The Attention Economy

Apparently Herbert A. Simon is thought to be the first person to write about the attention economy, when in 1969 he wrote:

  • “Now when we speak of an information-rich world, we may expect, analogically, that the wealth of information means a dearth of something else — a scarcity of whatever it is that information consumes. What information consumes is rather obvious: it consumes the attention of its recipients. Hence a wealth of information creates a poverty of attention, and a need to allocate that attention efficiently among the overabundance of information sources that might consume it.”

We live in a world where there is a wealth of information, which created a poverty of attention. Facebook, Google, CNN, Fox News, Instagram and others all compete for your attention (so they can sell it to others) and email, Netflix, and television can take up hours of your time. Add in time devoted to work demands, parenting, friendships, etc. and you might not have much time or energy left. Who has time to stay healthy?

Design vs. Default

The main point for today is that the world has changed, and is changing rapidly even now, and not all of these changes are good for your health. Activity is down, screen time is up, portion sizes are large, and added sugar is everywhere. Perhaps a prophetic view of the future comes from this scene from Pixar's movie Wall-E.
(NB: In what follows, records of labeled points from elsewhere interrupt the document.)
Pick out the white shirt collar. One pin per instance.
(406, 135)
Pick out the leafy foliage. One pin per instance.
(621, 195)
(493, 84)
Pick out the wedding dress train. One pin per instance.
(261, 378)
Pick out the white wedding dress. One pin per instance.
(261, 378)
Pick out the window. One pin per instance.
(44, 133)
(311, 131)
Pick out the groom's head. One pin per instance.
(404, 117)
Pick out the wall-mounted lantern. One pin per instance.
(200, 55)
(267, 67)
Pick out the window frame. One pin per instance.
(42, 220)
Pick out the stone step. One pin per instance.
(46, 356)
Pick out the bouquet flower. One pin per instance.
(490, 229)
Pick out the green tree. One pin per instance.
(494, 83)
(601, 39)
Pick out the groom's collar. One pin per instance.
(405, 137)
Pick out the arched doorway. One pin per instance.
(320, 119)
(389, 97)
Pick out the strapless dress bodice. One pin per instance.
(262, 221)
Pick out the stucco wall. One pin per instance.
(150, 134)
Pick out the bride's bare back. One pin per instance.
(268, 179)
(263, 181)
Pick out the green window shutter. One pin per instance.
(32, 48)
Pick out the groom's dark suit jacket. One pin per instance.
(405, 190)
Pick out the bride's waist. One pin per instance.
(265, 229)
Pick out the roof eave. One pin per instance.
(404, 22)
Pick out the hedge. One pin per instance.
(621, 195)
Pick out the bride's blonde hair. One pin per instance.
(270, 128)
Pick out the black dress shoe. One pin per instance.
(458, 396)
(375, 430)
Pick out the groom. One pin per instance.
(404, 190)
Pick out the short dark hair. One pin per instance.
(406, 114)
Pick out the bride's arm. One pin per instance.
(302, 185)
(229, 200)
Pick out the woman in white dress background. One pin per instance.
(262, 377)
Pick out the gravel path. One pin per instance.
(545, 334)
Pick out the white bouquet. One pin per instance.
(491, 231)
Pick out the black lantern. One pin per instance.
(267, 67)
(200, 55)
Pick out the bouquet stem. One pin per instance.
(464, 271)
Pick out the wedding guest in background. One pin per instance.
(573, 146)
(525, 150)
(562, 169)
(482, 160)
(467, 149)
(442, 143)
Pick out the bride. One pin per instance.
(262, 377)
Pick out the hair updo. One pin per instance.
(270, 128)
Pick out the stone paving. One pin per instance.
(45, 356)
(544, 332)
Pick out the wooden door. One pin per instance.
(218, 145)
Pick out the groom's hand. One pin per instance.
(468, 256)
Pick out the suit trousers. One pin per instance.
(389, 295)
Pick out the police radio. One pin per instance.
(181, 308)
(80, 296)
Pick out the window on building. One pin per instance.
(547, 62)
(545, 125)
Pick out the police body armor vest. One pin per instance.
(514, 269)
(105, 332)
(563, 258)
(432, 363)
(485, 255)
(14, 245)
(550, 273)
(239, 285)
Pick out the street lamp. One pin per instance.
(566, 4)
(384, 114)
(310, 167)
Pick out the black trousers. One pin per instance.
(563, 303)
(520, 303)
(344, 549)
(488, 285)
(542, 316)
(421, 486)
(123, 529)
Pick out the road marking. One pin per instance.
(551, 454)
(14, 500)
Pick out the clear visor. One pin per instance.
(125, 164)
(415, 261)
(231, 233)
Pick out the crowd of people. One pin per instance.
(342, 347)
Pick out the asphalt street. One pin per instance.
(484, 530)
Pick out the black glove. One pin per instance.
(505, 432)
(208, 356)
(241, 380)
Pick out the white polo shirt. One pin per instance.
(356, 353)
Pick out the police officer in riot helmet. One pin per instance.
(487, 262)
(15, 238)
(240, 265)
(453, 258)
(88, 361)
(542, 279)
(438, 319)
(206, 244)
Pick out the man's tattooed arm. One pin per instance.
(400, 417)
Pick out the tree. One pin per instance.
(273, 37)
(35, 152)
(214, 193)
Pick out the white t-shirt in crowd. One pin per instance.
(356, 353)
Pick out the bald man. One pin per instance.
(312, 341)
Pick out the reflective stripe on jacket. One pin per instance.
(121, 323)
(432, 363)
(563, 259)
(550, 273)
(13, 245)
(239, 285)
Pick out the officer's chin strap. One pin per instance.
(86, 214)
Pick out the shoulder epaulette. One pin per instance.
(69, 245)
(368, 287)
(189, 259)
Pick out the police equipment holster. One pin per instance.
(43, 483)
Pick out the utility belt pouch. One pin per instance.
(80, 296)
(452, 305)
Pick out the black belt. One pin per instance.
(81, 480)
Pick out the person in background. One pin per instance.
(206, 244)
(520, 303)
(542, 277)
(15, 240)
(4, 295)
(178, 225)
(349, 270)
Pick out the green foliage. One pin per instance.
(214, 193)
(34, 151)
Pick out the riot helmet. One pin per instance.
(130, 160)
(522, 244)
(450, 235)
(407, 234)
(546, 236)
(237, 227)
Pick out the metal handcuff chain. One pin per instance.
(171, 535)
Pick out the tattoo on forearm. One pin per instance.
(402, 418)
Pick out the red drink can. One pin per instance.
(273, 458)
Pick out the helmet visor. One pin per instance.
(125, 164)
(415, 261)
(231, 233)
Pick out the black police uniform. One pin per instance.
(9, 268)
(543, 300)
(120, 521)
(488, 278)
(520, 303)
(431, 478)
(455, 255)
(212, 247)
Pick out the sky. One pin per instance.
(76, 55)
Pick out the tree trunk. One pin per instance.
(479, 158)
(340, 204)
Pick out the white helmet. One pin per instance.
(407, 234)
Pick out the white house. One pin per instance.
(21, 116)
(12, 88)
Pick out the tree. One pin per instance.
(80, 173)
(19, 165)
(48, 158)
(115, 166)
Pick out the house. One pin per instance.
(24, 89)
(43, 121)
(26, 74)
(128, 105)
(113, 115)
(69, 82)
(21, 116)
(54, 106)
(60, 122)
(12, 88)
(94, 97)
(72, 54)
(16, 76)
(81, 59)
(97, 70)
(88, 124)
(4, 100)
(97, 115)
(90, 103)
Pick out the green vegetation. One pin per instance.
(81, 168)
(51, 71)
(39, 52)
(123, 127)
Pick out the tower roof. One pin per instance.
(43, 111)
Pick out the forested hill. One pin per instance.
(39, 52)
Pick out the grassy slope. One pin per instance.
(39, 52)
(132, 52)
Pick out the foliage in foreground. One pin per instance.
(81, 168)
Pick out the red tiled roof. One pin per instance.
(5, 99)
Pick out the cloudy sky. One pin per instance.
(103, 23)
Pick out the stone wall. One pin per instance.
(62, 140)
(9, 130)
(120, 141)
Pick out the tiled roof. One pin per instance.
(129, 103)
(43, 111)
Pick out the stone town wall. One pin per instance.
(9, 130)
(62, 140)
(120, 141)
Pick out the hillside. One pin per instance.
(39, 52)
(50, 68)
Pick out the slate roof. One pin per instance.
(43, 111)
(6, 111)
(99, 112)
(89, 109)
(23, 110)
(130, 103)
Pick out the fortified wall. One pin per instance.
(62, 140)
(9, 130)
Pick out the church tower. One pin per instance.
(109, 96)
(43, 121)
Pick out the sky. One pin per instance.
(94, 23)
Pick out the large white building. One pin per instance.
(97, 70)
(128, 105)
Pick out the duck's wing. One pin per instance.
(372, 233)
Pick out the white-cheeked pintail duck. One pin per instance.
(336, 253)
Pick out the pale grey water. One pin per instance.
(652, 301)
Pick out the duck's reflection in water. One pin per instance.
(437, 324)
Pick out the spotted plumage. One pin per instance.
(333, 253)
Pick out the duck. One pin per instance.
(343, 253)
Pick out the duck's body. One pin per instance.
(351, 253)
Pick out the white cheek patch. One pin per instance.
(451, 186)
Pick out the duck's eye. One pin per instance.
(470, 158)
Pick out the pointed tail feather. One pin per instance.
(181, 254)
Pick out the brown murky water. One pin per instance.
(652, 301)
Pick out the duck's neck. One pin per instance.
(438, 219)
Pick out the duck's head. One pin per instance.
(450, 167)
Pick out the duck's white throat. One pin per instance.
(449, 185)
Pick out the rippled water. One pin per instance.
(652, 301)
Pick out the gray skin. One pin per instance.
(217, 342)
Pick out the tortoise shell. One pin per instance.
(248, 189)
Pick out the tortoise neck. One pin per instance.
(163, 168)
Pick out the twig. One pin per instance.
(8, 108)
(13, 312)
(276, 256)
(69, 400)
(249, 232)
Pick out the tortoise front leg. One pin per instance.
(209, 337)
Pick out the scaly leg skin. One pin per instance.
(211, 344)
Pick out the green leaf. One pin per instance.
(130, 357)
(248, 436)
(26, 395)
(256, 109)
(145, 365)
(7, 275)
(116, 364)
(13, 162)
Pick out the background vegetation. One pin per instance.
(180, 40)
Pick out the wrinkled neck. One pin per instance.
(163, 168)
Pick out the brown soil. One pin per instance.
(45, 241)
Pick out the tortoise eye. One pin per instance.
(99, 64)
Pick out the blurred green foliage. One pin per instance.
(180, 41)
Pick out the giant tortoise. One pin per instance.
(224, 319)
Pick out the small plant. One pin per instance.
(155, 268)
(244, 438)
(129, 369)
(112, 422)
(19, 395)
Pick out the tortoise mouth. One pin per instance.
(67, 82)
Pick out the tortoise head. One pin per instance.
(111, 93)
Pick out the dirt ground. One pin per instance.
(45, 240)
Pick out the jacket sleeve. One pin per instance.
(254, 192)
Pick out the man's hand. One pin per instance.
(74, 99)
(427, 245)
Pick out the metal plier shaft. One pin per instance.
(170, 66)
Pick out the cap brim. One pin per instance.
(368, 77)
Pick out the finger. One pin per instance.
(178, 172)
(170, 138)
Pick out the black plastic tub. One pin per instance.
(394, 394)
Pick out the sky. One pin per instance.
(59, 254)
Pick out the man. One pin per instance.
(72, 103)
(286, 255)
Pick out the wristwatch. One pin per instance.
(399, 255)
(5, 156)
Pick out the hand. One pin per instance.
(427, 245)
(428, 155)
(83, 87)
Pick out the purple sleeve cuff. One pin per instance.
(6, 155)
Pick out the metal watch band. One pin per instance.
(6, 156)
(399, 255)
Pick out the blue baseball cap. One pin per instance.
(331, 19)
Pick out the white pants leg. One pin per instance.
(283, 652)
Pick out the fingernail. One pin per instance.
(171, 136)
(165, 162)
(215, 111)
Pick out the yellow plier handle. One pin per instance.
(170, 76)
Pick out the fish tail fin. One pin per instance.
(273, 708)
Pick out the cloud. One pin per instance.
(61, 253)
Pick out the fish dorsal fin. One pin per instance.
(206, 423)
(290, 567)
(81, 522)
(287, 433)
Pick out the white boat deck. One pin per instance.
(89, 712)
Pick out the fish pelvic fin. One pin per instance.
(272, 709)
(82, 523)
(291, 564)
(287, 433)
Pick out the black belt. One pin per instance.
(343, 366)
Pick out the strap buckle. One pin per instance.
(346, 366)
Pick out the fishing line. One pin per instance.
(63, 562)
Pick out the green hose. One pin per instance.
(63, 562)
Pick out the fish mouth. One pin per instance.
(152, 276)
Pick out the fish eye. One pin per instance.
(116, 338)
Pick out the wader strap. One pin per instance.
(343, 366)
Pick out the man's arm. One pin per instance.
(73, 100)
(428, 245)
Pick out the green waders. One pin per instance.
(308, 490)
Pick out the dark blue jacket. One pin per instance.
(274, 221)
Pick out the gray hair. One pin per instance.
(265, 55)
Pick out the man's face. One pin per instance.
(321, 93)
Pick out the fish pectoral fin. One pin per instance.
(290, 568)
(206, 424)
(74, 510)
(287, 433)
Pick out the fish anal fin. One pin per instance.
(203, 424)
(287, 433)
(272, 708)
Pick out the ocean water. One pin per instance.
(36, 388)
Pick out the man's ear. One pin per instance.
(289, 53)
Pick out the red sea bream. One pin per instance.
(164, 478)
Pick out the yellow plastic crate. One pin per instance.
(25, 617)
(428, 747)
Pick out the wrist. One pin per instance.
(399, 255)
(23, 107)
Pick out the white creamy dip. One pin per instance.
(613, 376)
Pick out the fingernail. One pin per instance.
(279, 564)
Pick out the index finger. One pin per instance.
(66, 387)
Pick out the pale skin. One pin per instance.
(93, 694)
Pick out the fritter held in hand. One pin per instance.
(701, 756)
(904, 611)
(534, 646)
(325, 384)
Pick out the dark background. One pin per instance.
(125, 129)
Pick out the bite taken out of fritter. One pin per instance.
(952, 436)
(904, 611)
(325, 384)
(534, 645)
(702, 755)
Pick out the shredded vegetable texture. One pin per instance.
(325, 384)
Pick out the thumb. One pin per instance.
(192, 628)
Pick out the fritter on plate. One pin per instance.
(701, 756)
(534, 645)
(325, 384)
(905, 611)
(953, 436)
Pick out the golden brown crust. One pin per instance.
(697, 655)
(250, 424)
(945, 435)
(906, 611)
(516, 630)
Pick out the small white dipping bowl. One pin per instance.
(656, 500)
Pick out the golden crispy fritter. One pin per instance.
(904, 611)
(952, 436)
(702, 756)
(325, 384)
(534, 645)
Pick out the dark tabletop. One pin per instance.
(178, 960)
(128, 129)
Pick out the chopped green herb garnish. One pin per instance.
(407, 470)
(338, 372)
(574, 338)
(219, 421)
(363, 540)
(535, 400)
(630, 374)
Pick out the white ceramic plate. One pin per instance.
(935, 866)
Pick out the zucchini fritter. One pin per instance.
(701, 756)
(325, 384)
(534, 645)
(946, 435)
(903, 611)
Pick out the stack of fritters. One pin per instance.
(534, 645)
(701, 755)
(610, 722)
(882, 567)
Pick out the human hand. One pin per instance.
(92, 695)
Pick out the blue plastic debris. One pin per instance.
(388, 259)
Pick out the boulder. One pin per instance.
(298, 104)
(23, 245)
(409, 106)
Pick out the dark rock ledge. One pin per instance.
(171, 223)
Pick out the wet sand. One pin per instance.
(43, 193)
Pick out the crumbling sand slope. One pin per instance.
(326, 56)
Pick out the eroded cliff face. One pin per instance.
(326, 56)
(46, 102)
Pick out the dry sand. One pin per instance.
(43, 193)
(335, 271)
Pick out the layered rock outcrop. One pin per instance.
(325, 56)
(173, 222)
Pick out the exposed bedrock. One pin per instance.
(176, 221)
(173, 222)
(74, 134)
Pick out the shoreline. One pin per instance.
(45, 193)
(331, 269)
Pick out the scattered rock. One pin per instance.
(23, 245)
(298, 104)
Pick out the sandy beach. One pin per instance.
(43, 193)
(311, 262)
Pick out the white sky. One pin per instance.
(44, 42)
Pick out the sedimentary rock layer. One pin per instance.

You have a choice to let these changes sweep you along with them, or you can be intentional about deciding how you want to live, and take steps to shape your life around your desired design. Of course you can't be in complete control all the time. But you can have influence. Let me give you 2 examples:

  • Raking Leaves. You can burn 200-300 calories raking leaves for an hour. When you bought that leaf blower, or maybe hired that task out and surfed the net instead, your energy expenditure and muscle usage for the day went down. If you make 3 changes like this per week, and don't reduce your food intake, this will be enough to add 10 pounds to your waistline by the end of one year. Making a decision to increase movement and decrease sedentary time can have a big impact over time.
  • Nighttime Email. Now for a personal example. We know that sleep is important, and insufficient sleep can lead to multiple adverse effects like weight gain, poor memory, decreased mood, and increased blood pressure. Yet for some crazy reason I often have this urge to check my email before I go to bed. Why? I suppose I am drawn to that little burst of dopamine I receive when I open email that makes me wonder, "Could there be anything good that's come in?" Unfortunately my phone makes it really easy to take a "quick look." However, my experience tells me that checking email at bedtime is a terrible habit. There is almost never anything good, and sometimes there is a problem identified. I can't do anything productive to solve that problem as I go to bed, all I can do is worry or ruminate about it instead of falling asleep. I've had to take steps to make sure I don't check email at bedtime in order to prioritize good sleep.*

Are you going to design your life, or will you just accept the default?

This week

Where do you focus your attention? Are you conscious of all the forces vying for your attention, and do you intentionally implement strategies to control where you attention goes? Could you pick one thing this week that you feel takes up too much of your attention and try a new strategy to reduce its influence on your life?

Me? I'm not checking email at bedtime.

Cheers,

Dr. Topher Fox

*No phone in the bedroom unless I'm on call, no email alerts or badges on phone, generally phone put away by 8 pm, awareness to pause when I pick up phone at night to ask, "'What are you doing? " and put it back down if email is the temptation.